La perspective de la 3D a-t-elle affecté l’histoire, en termes d’action, notamment?

PD: Honnêtement, non. Nous avions développé le projet, et étions en production depuis plus de trois ans lorsque cette éventualité s’est présentée. Nous avons approché Up comme un film traditionnel en termes d’histoire, de film, ou de personnages. Lorsque John Lasseter a suggéré qu’on le tourne en 3D, nous avons réuni un groupe qui a accompagné le processus, et à qui nous avons confié les séquences arrivées à un certain degré de production. Nous avons aussi évoqué les moments où il nous paraissait judicieux d’utiliser la 3D émotionnellement, qu’il s’agisse de comprimer l’espace pour que Carl se sente claustrophobe, ou de l’étendre pour faire ressentir la profondeur lorsque sa maison s’en va en flottant. Cela mis à part, nous avons simplement tourné un film, et laissé au groupe 3D le soin de s’occuper du relief.

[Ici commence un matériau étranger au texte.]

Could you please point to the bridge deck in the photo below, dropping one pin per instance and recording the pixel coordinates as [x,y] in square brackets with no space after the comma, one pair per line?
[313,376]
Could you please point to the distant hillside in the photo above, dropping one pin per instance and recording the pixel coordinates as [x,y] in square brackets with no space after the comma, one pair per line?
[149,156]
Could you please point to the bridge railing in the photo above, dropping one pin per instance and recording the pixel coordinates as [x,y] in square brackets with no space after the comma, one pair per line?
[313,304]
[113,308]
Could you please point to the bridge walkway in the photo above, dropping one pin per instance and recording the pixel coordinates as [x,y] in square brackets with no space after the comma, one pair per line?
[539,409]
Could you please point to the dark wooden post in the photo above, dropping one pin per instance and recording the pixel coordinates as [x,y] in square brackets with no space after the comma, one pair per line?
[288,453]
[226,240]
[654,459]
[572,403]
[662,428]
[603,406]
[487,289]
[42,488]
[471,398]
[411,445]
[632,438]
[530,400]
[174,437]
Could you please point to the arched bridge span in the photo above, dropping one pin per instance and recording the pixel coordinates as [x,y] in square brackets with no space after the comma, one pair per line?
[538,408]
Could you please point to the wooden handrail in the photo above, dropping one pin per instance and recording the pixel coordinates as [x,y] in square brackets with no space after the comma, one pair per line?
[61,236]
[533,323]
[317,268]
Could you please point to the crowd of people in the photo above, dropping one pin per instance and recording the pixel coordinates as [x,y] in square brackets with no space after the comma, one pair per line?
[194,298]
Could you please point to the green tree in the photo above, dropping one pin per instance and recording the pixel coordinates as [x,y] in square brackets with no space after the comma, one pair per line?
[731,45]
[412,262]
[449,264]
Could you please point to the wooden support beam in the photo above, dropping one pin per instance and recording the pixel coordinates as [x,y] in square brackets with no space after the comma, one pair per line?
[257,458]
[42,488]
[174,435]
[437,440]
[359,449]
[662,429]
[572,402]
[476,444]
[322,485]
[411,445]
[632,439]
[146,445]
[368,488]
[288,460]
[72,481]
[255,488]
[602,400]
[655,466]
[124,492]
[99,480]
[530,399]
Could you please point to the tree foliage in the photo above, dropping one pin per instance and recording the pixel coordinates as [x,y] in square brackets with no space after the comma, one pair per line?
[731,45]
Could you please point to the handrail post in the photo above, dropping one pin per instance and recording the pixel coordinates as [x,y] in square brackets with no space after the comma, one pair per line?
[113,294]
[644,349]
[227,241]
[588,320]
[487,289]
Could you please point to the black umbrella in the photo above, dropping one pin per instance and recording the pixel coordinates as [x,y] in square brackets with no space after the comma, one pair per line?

Jonas Rivera: Notre médium, l’animation numérique, est tridimensionnelle par essence. Avant de travailler sur Up, nous avons fait un test sur Ratatouille, en prenant 5 minutes du film pour voir comment la conversion en 3D pourrait fonctionner, et c’était concluant. Nous avons procédé de la même manière pour Up, un film que nous avons fait comme nous savons les faire, et c’était juste comme s’il était prêt pour la 3D. Nous avons simplement établi des paramètres afin que les spectateurs n’attrapent pas mal à tête – trop de 3D les aurait conduits à retirer leurs lunettes après 10 minutes, ce qui n’était certainement pas le but recherché. L’idée, c’était de pouvoir regarder Up en 2D ou en 3D et d’y prendre le même plaisir, même si en 3D, l’expérience est plus proche de l’immersion.

Y a-t-il une série de règles à suivre pour obtenir un bon film Pixar?

PD: Pas vraiment. La seule règle, c’est de faire un film que nous ayons envie de voir. Nous sommes les réalisateurs, mais aussi les premiers spectateurs de nos films. Et nous essayons de nous faire plaisir. Jusqu’ici, notre instinct s’est avéré fiable. Je sais que si j’arrive à faire rire John Lasseter et Andrew Stanton, je suis dans le bon. Mais il n’y a aucune liste de règles établies. Une partie du plaisir tient justement au fait que dès qu’une règle apparaît, nous cherchons un moyen de nous en affranchir.